Published in Investing on 20 July 2009

EIS companies offer various tax benefits but they are still risky investments.

As touched on in previous articles, the Government does actually want you to invest in shares, and is so keen on the idea, the taxman will give you a whole host of income and capital gains tax reliefs. The catch? Well, you didn't seriously expect something for nothing did you? The catch is that, in order to benefit from the reliefs, you must make 'risky' investments, which kind of goes against the ethos of a savvy Foolish investor.

EIS schemes

Enterprise Investment Schemes (EIS) and Venture Capital Trusts (VCT) are similar types of tax-favoured investments, the major difference between the two being that EIS relief refers to investment in a specific company, and a VCT is an investment trust vehicle that itself invests in 'risky' companies. (I look at VCTs in more detail in this article)

Both reliefs offer income and capital gains tax (CGT) advantage, provided certain qualifying conditions are met, by both the individual investor and the investee company or fund.

EIS is perhaps more commonly known, and offers more opportunities for tax relief, as detailed below.

The facts

Potential EIS investors must:

  • subscribe for ordinary shares (i.e. the shares have no preferential rights and are issued by the company, not purchased from a selling individual);

  • invest a minimum of £500 per company per tax year;

  • hold the shares for a minimum qualifying period (normally 3 years); and

  • not be 'connected' to the company, by way of employment or association or by owning 30% or more of the share capital (this does not apply for CGT deferral relief below)

The EIS investee company must:

  • be unquoted (which includes AIM and PLUS shares);

  • have gross assets, or aggregate gross assets of the group, not exceeding £7m prior to investment nor £8m post investment;

  • have fewer than 50 employees and cannot have raised more than £2 million from Venture Capital Trusts, the EIS or the Corporate Venturing Scheme in the last year (ignoring transactions prior to April/July 1997);

  • be raising money for a business activity of a qualifying trade carried on wholly or mainly in the UK during the three years from when the shares are issued or, if later, three years from when the company commences to trade. Qualifying trades encompass all forms of trading except for certain prohibited businesses including dealing in land, financial activities, legal/accountancy services, property backed activities, shipbuilding, as well as coal and steel production; and

  • apply all the money raised by the issue of EIS shares in qualifying business activities within two years of the share issue, or where it is a new trade, within two years of the start date

Income Tax relief

Qualifying investments, up to a maximum of £500,000 will be eligible for income tax relief at 20%, giving a maximum of £100,000. This maximum is subject to the investor having a sufficiently large tax liability to absorb the relief, but amounts may be carried back to the previous tax year in order to ensure maximum relief is obtained.

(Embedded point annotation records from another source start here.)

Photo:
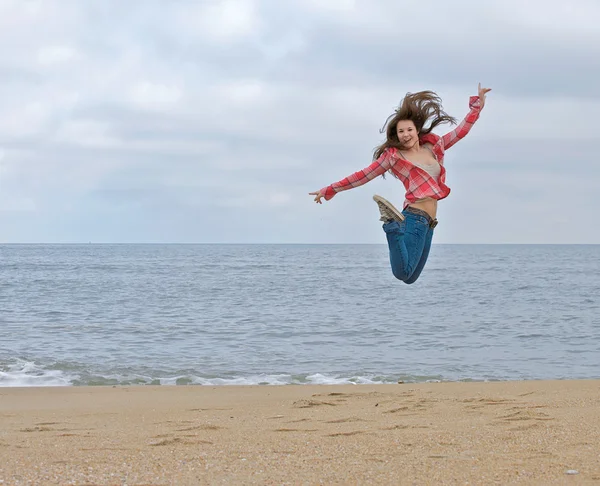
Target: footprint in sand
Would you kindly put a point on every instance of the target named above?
(179, 441)
(313, 403)
(346, 434)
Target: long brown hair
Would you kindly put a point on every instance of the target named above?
(419, 107)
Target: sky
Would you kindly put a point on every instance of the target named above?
(210, 121)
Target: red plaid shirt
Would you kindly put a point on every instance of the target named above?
(418, 183)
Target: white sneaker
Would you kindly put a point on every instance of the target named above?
(387, 210)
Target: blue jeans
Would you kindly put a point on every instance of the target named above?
(409, 243)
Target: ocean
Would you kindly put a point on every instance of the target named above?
(129, 314)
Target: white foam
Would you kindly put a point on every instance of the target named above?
(23, 373)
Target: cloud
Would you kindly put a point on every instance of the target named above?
(222, 114)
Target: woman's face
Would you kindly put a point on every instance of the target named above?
(407, 133)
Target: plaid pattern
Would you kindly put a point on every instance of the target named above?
(418, 183)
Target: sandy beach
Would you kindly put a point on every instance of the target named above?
(535, 432)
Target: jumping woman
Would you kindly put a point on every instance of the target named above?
(415, 156)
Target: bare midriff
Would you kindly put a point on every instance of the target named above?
(428, 204)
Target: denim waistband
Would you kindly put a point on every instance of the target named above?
(432, 222)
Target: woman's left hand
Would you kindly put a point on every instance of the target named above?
(482, 93)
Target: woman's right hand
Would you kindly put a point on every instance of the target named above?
(317, 195)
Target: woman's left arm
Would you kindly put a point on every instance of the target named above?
(476, 104)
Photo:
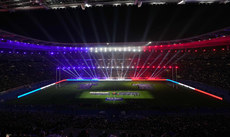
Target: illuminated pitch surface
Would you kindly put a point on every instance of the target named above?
(162, 94)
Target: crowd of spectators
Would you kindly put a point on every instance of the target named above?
(60, 125)
(19, 71)
(211, 68)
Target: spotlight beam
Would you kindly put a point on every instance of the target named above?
(160, 64)
(104, 64)
(173, 63)
(145, 62)
(92, 65)
(99, 65)
(86, 63)
(138, 61)
(72, 66)
(61, 62)
(156, 74)
(150, 65)
(129, 65)
(70, 73)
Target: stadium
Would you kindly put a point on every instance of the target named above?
(101, 85)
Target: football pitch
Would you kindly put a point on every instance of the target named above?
(146, 94)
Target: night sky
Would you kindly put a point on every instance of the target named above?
(117, 24)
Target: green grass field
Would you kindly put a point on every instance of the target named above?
(162, 94)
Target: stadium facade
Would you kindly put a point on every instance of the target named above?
(14, 5)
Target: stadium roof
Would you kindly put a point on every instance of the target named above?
(4, 35)
(13, 5)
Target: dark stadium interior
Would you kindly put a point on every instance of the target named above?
(131, 68)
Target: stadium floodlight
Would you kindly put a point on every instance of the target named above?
(129, 3)
(99, 5)
(88, 5)
(181, 2)
(117, 4)
(157, 3)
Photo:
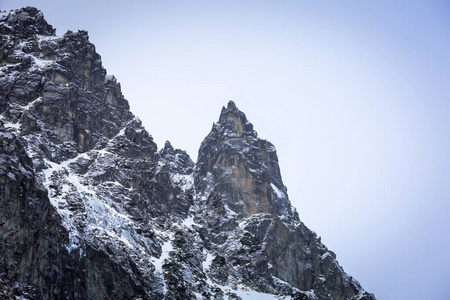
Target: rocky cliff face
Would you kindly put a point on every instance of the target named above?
(90, 209)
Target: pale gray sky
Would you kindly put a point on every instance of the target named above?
(353, 94)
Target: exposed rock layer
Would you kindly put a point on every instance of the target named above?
(90, 209)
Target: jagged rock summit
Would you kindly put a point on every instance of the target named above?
(90, 209)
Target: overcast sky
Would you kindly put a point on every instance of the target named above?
(353, 94)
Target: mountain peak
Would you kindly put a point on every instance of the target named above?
(233, 122)
(25, 22)
(244, 168)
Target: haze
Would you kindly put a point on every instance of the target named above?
(353, 94)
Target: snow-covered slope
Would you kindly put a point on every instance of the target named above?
(90, 209)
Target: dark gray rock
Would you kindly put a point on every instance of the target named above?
(90, 209)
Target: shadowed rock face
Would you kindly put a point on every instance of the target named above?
(242, 168)
(90, 209)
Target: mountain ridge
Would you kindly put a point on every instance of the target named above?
(100, 212)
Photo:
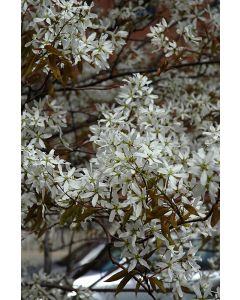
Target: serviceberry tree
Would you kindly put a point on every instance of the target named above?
(120, 131)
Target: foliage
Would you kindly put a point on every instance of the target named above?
(120, 128)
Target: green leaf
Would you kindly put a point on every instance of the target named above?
(117, 276)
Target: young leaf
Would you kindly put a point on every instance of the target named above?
(123, 282)
(160, 284)
(215, 215)
(117, 276)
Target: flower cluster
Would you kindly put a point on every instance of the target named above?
(38, 286)
(145, 169)
(72, 30)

If the EIS shares generate a capital loss, this is allowable for tax purposes, but it is also possible to utilise the amount of the loss, less any income tax relief, against income instead of gains. This is a specific relief applying only to this type of tax-favoured investment and differs from normal treatment of capital losses.

Capital Gains Tax relief

Any gains arising on the EIS shares themselves are not chargeable to CGT, which is far less generous than it sounds, given the shares are 'risky' and far more likely to generate a loss than a gain.

For EIS schemes only, a separate relief for reinvestment can defer CGT arising on gains incurred in the period from one year before the EIS subscription to three years afterwards. The deferred gain does not become chargeable until the EIS shares are disposed of, and it will be charged at the applicable CGT rate at that later time. This means that gains deferred that would have qualified for taper relief will not get that benefit when the gain crystallises in future. However, entrepreneurs' relief may be available instead.

Other issues

The qualifying conditions for EIS must be maintained for a three-year period from the date of issue of the shares or the start of trading, if later to prevent a clawback of relief. 

There must be no arrangements at the beginning of this period for the company to become quoted during the three year period.